In my first hotel room, the green toggle button, which replaced a mouse on my keyboard, did not work. Try as I might, I could not move it, therefore I could not dial in.
This review might have ended here, had I not been forced to move to another room down the hall.
On the next keyboard, the toggle worked and I could move it to the Internet, e-mail or set-up functions. I chose 'Internet' and tapped on the 'select' button that replaced the mouse click.
The set-top box connected via the phone line, with that old-fashioned handshake squeal I have come to love because it means success.
Unfortunately, that noise also meant I had a modem-based unit, instead of one using high-speed xDSL lines, which other hotels offer.
Once I got in, I found that the Internet connection, for whatever reason, was limited. The first thing that popped up was the i-ChinaNet portal, with a search function, weather and other information. I attempted to enter my handy Hotmail account, but no go. The note on the screen said Microsoft Passport did not support the browser version under use.

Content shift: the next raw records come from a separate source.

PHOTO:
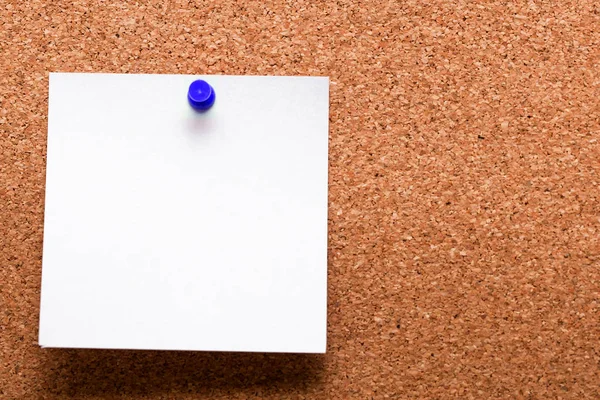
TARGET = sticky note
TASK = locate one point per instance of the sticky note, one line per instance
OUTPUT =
(167, 228)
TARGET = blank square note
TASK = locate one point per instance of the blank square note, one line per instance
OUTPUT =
(166, 228)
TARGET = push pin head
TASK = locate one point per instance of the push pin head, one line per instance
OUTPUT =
(201, 95)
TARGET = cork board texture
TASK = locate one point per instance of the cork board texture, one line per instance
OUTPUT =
(464, 256)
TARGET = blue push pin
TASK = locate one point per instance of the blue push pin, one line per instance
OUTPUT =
(201, 95)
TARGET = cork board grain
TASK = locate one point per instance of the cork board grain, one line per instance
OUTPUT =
(464, 256)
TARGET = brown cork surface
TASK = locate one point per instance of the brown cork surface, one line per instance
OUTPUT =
(464, 254)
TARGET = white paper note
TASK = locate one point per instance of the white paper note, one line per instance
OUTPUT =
(170, 229)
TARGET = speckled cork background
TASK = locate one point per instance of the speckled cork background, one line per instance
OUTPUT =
(464, 214)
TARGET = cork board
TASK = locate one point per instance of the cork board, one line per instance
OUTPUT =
(464, 259)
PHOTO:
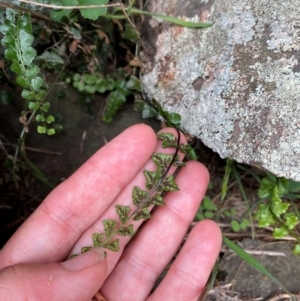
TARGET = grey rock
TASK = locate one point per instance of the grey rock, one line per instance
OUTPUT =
(236, 84)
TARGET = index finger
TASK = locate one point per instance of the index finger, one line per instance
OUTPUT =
(52, 230)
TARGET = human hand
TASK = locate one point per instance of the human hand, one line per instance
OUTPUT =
(31, 263)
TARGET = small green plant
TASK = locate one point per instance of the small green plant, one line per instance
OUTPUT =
(275, 213)
(158, 182)
(207, 209)
(238, 226)
(17, 39)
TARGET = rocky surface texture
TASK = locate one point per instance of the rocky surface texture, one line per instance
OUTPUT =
(236, 84)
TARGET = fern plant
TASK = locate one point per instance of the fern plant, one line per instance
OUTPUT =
(18, 39)
(275, 212)
(158, 183)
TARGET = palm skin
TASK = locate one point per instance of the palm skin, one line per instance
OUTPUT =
(32, 265)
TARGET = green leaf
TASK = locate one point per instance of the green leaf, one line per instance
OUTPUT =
(45, 107)
(76, 77)
(251, 260)
(16, 67)
(209, 214)
(32, 71)
(6, 97)
(123, 212)
(291, 222)
(134, 84)
(264, 216)
(244, 224)
(39, 118)
(126, 231)
(114, 102)
(208, 205)
(50, 119)
(280, 208)
(142, 214)
(41, 129)
(50, 132)
(293, 186)
(76, 33)
(89, 79)
(129, 33)
(92, 13)
(36, 83)
(33, 106)
(25, 39)
(40, 95)
(22, 81)
(169, 184)
(235, 226)
(174, 119)
(58, 15)
(51, 58)
(28, 95)
(168, 139)
(296, 249)
(174, 20)
(151, 179)
(162, 160)
(10, 14)
(138, 195)
(157, 200)
(109, 226)
(11, 54)
(265, 188)
(112, 245)
(97, 239)
(189, 151)
(90, 89)
(279, 232)
(149, 112)
(85, 249)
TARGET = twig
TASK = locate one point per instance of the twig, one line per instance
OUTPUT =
(72, 6)
(118, 4)
(25, 9)
(258, 252)
(283, 296)
(33, 149)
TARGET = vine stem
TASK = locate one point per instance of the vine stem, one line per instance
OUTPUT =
(150, 193)
(118, 4)
(71, 6)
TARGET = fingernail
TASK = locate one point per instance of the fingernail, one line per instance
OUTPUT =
(84, 260)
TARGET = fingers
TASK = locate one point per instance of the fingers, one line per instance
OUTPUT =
(189, 273)
(72, 207)
(75, 280)
(157, 242)
(125, 199)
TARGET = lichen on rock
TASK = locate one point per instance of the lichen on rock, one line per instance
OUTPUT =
(236, 84)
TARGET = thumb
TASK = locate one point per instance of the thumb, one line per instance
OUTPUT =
(75, 279)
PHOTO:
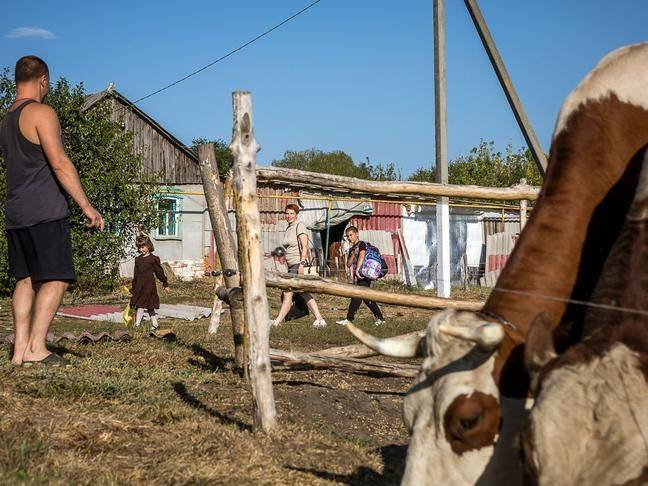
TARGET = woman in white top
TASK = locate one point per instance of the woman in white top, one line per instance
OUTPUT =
(296, 244)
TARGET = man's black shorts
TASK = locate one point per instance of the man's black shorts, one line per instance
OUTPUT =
(42, 252)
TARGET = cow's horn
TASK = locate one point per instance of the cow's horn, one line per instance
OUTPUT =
(487, 336)
(396, 347)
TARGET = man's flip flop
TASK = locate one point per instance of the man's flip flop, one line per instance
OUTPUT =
(51, 359)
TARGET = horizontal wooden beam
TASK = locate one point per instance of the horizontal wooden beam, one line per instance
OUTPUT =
(393, 189)
(295, 358)
(318, 285)
(360, 350)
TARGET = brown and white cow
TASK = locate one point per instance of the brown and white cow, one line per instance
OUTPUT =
(589, 424)
(468, 387)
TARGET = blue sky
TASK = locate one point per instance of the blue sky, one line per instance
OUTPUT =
(353, 75)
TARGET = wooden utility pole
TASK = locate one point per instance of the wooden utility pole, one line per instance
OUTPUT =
(507, 86)
(224, 239)
(524, 205)
(217, 306)
(441, 142)
(248, 222)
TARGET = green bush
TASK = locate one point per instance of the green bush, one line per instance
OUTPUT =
(112, 178)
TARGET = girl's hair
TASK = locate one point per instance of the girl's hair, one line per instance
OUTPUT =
(294, 207)
(143, 240)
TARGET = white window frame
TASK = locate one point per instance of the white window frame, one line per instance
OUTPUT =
(176, 214)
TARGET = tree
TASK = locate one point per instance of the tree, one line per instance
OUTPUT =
(222, 152)
(103, 155)
(484, 166)
(336, 162)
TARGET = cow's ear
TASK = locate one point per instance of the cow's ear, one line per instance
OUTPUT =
(539, 348)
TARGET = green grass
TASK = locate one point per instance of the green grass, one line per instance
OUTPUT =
(154, 412)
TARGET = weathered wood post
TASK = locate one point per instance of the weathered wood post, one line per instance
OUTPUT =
(224, 240)
(523, 208)
(248, 229)
(441, 144)
(217, 306)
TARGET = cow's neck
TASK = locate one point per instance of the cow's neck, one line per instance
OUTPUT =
(593, 172)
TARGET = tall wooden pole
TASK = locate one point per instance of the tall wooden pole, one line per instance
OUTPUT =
(248, 223)
(224, 239)
(507, 85)
(524, 205)
(441, 142)
(217, 306)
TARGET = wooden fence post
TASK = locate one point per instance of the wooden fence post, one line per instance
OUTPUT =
(224, 240)
(523, 208)
(248, 229)
(217, 306)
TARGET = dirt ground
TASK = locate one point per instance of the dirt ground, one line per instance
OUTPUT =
(159, 412)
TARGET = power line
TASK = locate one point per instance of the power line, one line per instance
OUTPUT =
(239, 48)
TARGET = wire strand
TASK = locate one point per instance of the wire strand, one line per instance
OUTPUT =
(573, 301)
(230, 53)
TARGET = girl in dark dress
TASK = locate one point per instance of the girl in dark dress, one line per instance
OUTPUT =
(147, 267)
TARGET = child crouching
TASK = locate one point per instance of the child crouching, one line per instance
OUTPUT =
(145, 296)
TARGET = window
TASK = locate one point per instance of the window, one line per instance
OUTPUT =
(169, 218)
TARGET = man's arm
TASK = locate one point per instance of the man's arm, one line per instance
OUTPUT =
(49, 136)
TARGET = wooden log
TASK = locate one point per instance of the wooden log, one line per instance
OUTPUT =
(248, 228)
(318, 285)
(359, 350)
(224, 239)
(404, 191)
(295, 358)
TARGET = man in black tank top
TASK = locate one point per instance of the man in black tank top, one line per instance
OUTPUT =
(39, 179)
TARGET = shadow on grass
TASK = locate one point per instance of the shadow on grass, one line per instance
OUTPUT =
(393, 457)
(192, 401)
(328, 387)
(302, 383)
(212, 362)
(55, 348)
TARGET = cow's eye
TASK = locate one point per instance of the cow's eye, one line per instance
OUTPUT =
(470, 423)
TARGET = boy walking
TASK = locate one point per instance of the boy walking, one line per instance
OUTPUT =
(355, 258)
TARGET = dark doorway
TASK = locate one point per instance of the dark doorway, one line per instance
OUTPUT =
(335, 266)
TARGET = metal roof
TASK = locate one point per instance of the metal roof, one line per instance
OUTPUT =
(94, 98)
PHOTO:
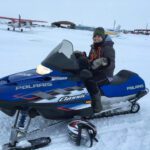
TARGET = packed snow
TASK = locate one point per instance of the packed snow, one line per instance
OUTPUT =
(23, 51)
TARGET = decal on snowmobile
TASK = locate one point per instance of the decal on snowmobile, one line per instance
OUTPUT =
(71, 98)
(135, 87)
(59, 78)
(31, 86)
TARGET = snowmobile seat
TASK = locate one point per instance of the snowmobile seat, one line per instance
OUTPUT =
(121, 77)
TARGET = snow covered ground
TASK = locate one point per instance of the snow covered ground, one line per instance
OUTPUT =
(23, 51)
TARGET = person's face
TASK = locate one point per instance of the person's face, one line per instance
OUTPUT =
(97, 39)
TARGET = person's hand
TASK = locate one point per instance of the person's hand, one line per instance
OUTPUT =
(99, 62)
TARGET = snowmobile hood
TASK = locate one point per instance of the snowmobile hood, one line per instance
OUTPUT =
(62, 58)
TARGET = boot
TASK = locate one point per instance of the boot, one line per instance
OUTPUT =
(96, 103)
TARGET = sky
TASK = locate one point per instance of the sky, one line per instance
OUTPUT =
(130, 14)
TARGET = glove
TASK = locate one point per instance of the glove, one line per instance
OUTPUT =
(100, 62)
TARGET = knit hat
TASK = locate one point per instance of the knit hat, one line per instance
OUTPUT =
(99, 31)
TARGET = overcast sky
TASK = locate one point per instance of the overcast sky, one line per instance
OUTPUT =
(129, 14)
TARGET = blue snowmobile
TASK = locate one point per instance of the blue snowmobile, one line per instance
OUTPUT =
(53, 91)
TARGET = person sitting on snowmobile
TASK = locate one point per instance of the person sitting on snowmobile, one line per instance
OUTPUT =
(101, 60)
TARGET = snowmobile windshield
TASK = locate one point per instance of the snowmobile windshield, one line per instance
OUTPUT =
(62, 58)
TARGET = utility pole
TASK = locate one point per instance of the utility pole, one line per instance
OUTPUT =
(114, 26)
(147, 26)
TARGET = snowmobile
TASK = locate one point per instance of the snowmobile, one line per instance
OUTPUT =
(54, 91)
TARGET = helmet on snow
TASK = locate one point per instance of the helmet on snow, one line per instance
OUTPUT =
(82, 132)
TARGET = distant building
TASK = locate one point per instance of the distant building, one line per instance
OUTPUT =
(142, 31)
(64, 24)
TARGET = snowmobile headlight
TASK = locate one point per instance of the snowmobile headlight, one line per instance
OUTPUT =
(42, 70)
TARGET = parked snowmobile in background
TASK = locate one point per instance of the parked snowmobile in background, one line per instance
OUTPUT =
(53, 91)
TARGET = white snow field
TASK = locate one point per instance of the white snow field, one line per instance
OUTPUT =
(23, 51)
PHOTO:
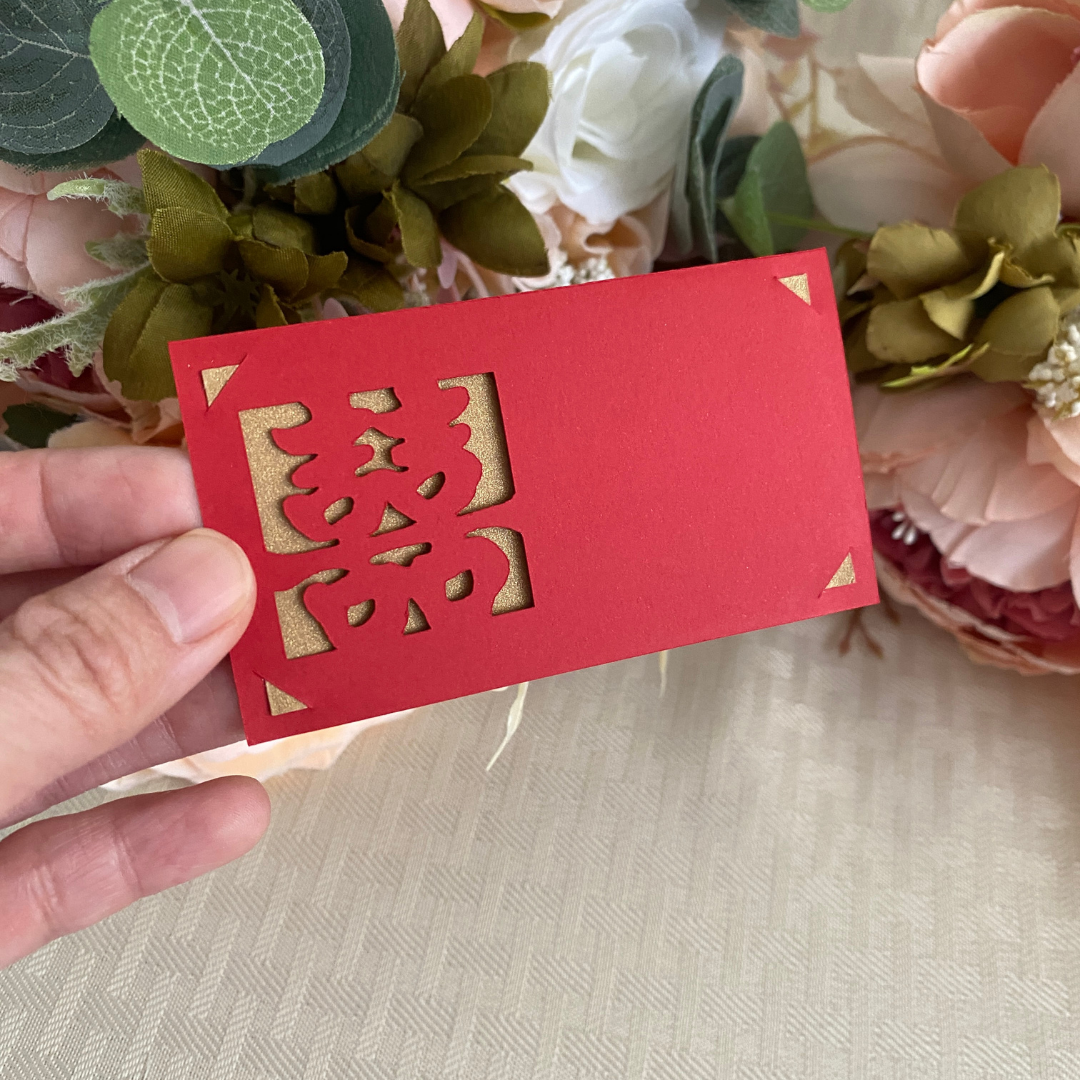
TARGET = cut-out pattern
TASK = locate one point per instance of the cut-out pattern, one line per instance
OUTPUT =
(392, 521)
(417, 621)
(272, 470)
(460, 585)
(280, 702)
(431, 486)
(301, 633)
(516, 594)
(214, 380)
(403, 556)
(487, 441)
(359, 613)
(382, 451)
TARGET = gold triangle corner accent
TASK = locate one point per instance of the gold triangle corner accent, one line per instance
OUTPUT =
(799, 284)
(214, 380)
(281, 702)
(846, 576)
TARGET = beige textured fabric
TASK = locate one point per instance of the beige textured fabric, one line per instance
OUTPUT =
(795, 866)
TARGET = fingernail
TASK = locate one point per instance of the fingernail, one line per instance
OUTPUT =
(197, 583)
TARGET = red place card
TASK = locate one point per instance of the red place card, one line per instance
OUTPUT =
(441, 501)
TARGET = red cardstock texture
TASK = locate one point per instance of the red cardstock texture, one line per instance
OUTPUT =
(683, 461)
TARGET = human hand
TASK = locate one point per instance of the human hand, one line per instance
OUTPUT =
(111, 645)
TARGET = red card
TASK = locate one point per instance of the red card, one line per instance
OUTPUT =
(445, 500)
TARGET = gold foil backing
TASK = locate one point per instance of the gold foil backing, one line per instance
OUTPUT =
(271, 470)
(516, 593)
(301, 633)
(281, 702)
(382, 451)
(487, 440)
(799, 284)
(359, 613)
(392, 521)
(403, 556)
(460, 585)
(417, 621)
(845, 576)
(214, 380)
(376, 401)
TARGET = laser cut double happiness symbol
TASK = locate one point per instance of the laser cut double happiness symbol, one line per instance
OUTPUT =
(401, 503)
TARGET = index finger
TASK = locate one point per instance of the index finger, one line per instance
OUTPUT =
(85, 507)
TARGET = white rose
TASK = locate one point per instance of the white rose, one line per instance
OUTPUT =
(624, 76)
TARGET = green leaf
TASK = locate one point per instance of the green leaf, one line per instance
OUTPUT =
(497, 231)
(122, 199)
(135, 349)
(420, 46)
(214, 82)
(419, 230)
(460, 58)
(713, 109)
(453, 118)
(775, 181)
(516, 21)
(774, 16)
(165, 183)
(369, 102)
(31, 424)
(327, 21)
(186, 244)
(78, 332)
(116, 140)
(520, 96)
(51, 99)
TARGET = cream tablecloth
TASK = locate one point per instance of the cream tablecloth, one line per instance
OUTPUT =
(792, 866)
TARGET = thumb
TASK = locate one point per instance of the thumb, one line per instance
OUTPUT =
(85, 666)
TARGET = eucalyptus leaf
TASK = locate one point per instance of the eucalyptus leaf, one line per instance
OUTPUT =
(374, 77)
(116, 140)
(213, 81)
(51, 98)
(774, 16)
(713, 109)
(497, 231)
(327, 21)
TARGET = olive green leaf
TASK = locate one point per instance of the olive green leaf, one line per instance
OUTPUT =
(285, 268)
(713, 109)
(327, 21)
(135, 349)
(51, 99)
(372, 285)
(374, 77)
(165, 183)
(773, 16)
(453, 118)
(910, 258)
(516, 21)
(116, 140)
(121, 199)
(775, 183)
(497, 231)
(419, 230)
(1021, 206)
(31, 424)
(212, 82)
(903, 333)
(186, 244)
(520, 97)
(460, 58)
(282, 229)
(420, 46)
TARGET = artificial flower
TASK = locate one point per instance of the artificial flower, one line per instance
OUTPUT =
(624, 75)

I easily accessed Yahoo! If I had had a Yahoo! mail account, I might have been able to get my messages - but once I tried searching, I got disconnected.
At some point, I called housekeeping and received a house call from cleaning staff, doubling as impromptu technical support. One unplugged the phone line - the exact action I had attempted moments earlier in an effort to disconnect - and it worked.
Suddenly the temporary position of tech support had conferred some of the tech powers as well - the magic that means the computer will respond to their touch, instead of ours.
After that failed effort, I gave up. The buttons would occasionally freeze for no known reason. Although the company Web site (www.i-chinanet.com) says the units can be configured for local area network usage, or speedy ADSL and DSL lines, my box used a 56 Kbps modem from Lucent which made the connection comparatively slow.
The i-Guest runs on an Intel, Pentium 166 MHz processor, which i-Chinanet promises will provide 'a blazing Internet surfing experience' but that was a little off the mark, in my case.
Low TV resolution gave me a rather poor picture, and I could not get into the Web sites I needed, though this could have had more to do with official restrictions than with the box itself.
The set-top box has yet to take off in China, experts say. The market needs some underlying components to mature, such as high-quality television displays, and good underlying infrastructure which most of China lacks.
I appreciate the idea of set-top boxes, but this trial convinced me they are not ready for mass consumption.
I am looking forward to trying out the next one in my new hotel room down the road a little way.